Monash University in Melbourne has signed a formal agreement with the Indonesian government to strengthen ties between the two countries as Australian universities attempt to diversify and move away from China.

On Thursday, the university signed a memorandum of understanding with the Indonesian Ministry of Research and Technology to “forge strong and institutionalized partnerships.”

In November, Monash also became the first international university to be licensed to establish a physical campus in Indonesia with the goal of enrolling thousands of students per year. The Jakarta campus will be purely postgraduate and will offer master’s and doctoral degrees, with the first students scheduled to start in October this year.

In the next 10 years, the Indonesian campus aims to grow to 2,000 master’s students, 1,000 “executive students” and 100 doctoral students each year, according to the university’s recruitment website.

The University of Western Australia has also developed a plan for 2030 that “increasing our engagement with Indonesia” is “vital”.

A December analysis conducted by Austrade found that Indonesian students contributed $ 1 billion to Australia’s economy in 2019, with 18,091 students in Australia.

And while overall international student enrollments fell 4.9% during the pandemic, Indonesian enrollments fell only 0.9%.

The report found that “strong economic growth” in the country was stimulating demand for quality education and “industry demand for quality training cannot be fully met at the local level.” “This presents opportunities for Australian suppliers,” he says.

International student tuition fees accounted for $ 10 billion in revenue for Australian universities before the pandemic, with many now facing significant loopholes as international borders remain closed.

In February, international students and education officials warned that many students who intended to study in Australia were opting for Canada, the United Kingdom or the United States instead, as the borders of the Australia remained closed.

Universities across Australia are also offering discounts of up to 20% to international students who are still abroad and studying entirely online, to keep them enrolled at their institutions during the pandemic.

The Monash MoU will strengthen research ties and create research centers in order to “forge strong and institutionalized partnerships between universities in the two countries,” according to a spokesperson for the university.

He also specifies commercialization as an area of ​​focus, after Education Minister Alan Tudge called on universities to “Maximizes” marketing opportunities for research.

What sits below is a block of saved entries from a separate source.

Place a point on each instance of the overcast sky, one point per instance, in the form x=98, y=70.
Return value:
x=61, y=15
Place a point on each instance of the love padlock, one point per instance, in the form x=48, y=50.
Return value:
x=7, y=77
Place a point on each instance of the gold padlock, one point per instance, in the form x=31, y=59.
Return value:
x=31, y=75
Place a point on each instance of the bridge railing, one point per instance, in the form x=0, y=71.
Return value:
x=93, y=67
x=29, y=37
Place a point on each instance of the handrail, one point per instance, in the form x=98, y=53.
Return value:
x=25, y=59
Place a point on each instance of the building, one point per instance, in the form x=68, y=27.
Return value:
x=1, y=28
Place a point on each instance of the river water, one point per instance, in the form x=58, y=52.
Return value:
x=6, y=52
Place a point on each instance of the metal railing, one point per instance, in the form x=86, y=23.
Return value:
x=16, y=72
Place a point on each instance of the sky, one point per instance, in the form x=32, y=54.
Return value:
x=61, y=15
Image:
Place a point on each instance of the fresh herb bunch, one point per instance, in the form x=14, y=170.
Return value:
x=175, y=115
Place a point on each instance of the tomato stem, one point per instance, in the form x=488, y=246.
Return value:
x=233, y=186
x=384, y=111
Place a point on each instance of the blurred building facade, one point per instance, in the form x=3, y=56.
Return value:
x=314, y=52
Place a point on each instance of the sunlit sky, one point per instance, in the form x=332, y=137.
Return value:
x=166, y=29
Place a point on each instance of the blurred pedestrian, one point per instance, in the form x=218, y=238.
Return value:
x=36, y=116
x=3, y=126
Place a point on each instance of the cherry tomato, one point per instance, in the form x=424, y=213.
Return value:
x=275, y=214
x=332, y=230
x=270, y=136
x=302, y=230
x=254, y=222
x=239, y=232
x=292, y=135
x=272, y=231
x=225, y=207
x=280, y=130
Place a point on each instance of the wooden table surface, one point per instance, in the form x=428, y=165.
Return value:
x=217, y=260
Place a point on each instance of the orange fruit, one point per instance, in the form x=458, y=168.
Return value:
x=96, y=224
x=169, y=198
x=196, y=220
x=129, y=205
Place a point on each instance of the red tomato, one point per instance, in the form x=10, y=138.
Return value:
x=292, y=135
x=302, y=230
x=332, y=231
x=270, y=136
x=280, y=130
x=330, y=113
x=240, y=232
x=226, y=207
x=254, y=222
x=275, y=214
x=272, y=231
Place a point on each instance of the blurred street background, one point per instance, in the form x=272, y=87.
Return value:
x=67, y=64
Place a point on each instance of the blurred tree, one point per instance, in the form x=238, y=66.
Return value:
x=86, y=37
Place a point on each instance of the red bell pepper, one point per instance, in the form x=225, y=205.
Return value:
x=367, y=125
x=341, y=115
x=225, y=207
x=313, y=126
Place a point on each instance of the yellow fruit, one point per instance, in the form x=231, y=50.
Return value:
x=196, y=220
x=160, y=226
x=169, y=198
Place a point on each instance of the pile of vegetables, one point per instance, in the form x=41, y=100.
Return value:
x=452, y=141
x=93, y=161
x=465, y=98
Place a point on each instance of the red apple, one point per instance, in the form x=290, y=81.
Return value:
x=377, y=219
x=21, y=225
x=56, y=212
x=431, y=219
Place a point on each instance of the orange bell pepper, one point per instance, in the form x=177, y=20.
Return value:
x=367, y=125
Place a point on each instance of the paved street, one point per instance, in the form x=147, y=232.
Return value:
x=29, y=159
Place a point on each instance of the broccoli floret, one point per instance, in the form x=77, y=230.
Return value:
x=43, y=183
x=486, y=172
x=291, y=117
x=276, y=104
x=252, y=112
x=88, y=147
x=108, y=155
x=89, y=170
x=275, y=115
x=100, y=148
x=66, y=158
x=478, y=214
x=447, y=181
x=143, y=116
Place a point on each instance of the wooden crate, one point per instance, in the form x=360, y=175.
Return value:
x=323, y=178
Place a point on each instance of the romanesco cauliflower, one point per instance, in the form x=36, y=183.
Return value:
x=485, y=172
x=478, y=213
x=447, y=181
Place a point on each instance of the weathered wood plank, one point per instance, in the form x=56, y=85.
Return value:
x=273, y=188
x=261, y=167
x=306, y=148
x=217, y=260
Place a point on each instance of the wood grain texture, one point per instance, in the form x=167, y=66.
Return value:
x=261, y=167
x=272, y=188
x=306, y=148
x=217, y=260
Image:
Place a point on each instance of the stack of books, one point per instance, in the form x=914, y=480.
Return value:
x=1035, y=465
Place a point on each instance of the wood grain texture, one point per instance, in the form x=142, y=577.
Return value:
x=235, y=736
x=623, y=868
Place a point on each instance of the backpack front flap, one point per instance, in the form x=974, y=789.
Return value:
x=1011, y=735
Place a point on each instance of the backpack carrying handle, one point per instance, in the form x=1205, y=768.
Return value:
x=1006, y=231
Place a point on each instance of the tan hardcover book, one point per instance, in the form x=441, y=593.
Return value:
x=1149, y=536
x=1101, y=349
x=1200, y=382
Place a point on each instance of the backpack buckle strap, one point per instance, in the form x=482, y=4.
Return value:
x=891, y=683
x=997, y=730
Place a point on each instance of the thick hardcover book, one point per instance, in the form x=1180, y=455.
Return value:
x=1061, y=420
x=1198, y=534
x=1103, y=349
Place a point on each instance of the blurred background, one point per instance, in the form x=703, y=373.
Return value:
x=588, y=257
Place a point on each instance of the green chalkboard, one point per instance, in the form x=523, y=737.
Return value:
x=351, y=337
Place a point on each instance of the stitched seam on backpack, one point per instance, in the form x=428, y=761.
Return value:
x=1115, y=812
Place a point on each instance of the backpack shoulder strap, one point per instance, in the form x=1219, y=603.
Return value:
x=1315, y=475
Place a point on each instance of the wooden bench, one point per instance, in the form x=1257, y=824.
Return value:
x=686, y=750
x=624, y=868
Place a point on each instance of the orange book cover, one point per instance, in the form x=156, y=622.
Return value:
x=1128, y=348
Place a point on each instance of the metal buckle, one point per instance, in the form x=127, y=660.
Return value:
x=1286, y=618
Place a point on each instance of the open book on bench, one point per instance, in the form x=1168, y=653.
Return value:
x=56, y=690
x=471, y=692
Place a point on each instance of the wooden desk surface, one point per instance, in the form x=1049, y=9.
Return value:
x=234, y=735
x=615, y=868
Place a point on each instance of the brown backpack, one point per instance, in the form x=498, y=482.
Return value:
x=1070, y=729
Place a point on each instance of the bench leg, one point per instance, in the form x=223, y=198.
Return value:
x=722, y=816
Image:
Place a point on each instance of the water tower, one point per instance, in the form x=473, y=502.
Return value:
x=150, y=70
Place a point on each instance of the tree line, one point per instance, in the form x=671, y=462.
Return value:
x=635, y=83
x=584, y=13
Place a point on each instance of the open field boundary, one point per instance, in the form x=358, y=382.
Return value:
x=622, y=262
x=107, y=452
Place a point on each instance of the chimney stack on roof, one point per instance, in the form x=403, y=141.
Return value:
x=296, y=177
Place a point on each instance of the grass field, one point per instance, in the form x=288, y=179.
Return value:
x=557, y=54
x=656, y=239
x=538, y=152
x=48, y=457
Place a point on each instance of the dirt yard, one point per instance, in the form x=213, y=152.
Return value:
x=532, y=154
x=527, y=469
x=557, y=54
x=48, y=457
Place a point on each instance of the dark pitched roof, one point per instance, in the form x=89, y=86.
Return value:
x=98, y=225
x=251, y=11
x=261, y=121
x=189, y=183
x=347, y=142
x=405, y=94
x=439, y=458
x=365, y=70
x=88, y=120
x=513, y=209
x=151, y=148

The agreement was signed by the Australian Indonesia Center, which is headquartered in Monash and is a consortium of 11 universities – seven in Indonesia and four in Australia. The four Australian universities are the University of Melbourne, Monash University, the University of Queensland and the University of Western Australia.

Dr Eugene Sebastian, executive director of the Australian Indonesian Center, said he “looks forward to the potential of this deal”.